Many of you may have already heard about the student from Oakland Tech high school who earned a 5.0 and admissions to top universities. The young person has the enviable dilemma of having to choose between a few Ivy Leagues and Stanford, among others. You may have also heard about the young person who managed to gain admissions to all eight of the Ivy League universities, something that happens close to never. Both young people attained a feat only few can imagine.
And both are Black males.
As families, students, and college counselors talk about what the two young men have managed to do, often the commentary returns to both being Black: “Well, they are African American so…?” (shrug, wink, nudge). I can’t speak to where the young man in New York went to school as well as I can to the young person from Oakland Tech, having worked in Oakland Unified for a number of years and public schools in the Bay Area for even longer, so I would like to take the opportunity here to discuss the “so…?” for this young man.
1) Oakland Tech is one of the better public Oakland high schools and if I am living in Oakland when my son is high-school aged, I would probably send him there.
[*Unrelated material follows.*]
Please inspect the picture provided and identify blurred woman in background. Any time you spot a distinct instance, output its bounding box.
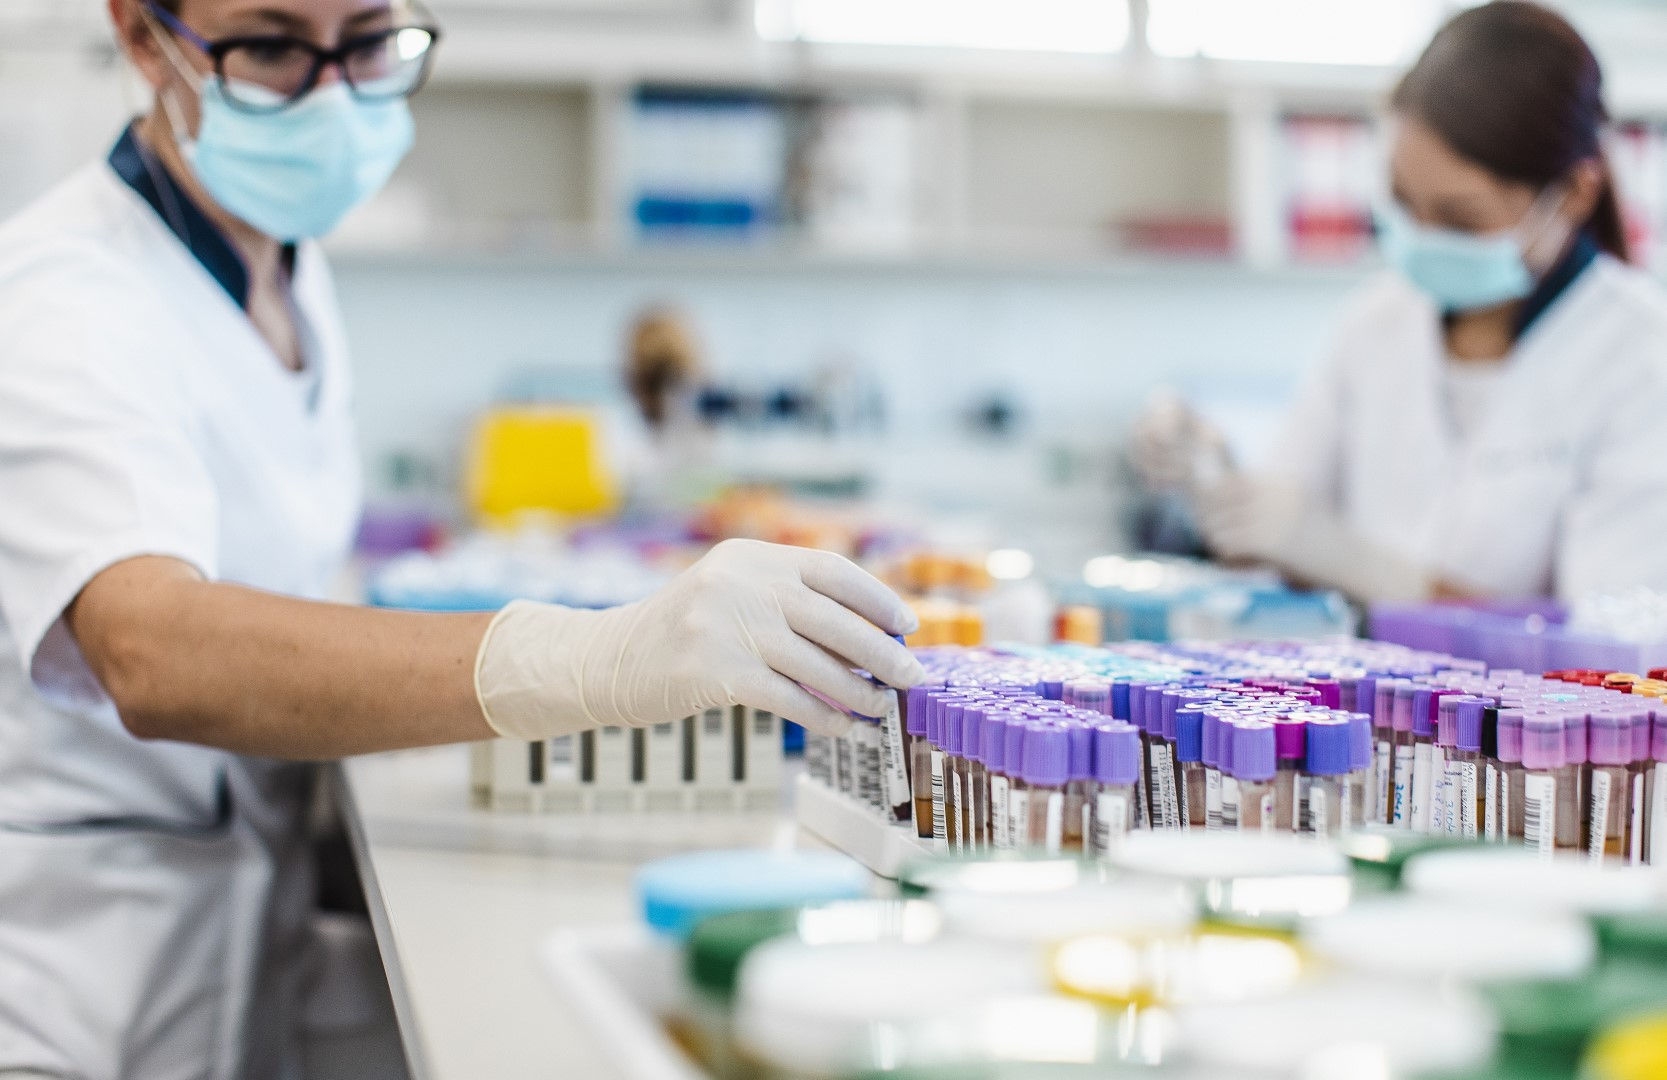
[1136,0,1667,604]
But when we are talking about rankings and test scores, violence and urban schools, access and college admissions, OT doesn’t quite get up there, especially compared to its private school counterpart down the street. There is a major difference between a school culture where everyone is saying “I will definitely go to college” versus one where *shrug* “I might do that one thing one day”.
2) OT doesn’t offer AP or honors courses until the 11th grade assuming a student is taking the standard course-load. That means that in order for this student to earn a 5.0, he would have had to take every AP and honors course available in the 11th grade, something that the College Board (the committee that creates the AP courses) doesn’t recommend since it is too rigorous and can’t be done to fidelity.
3) His 5.0 also means that he would have needed to take the prerequisites for those AP and honors courses. Some schools allow students to take AP and honors if they want to; OT isn’t one of those schools. Students have to qualify. I am a fan of either option but either way, it isn’t easy. I am a heritage Spanish speaker who took five years of Spanish in middle and high school before the AP Spanish Literature Exam and I still found that to be impossible. I believe there were about ten students in my high school who attempted it that year and that was all they could attempt. As a teacher of AP US History, I know that how difficult that curriculum is to master. And my students who are taking multiple AP and honors classes are slightly…unpleasant…with their lack of sleep and social skills. So for that young man to manage the course-load and not get jumped or kicked out of his house or be an all-around jackass is a feat in itself.
This young man managed to get the grades, complete the prerequisites, and create his own college-going culture, despite everything around him doing and saying something different. That is nothing short of amazing. And shame on anyone who thinks otherwise.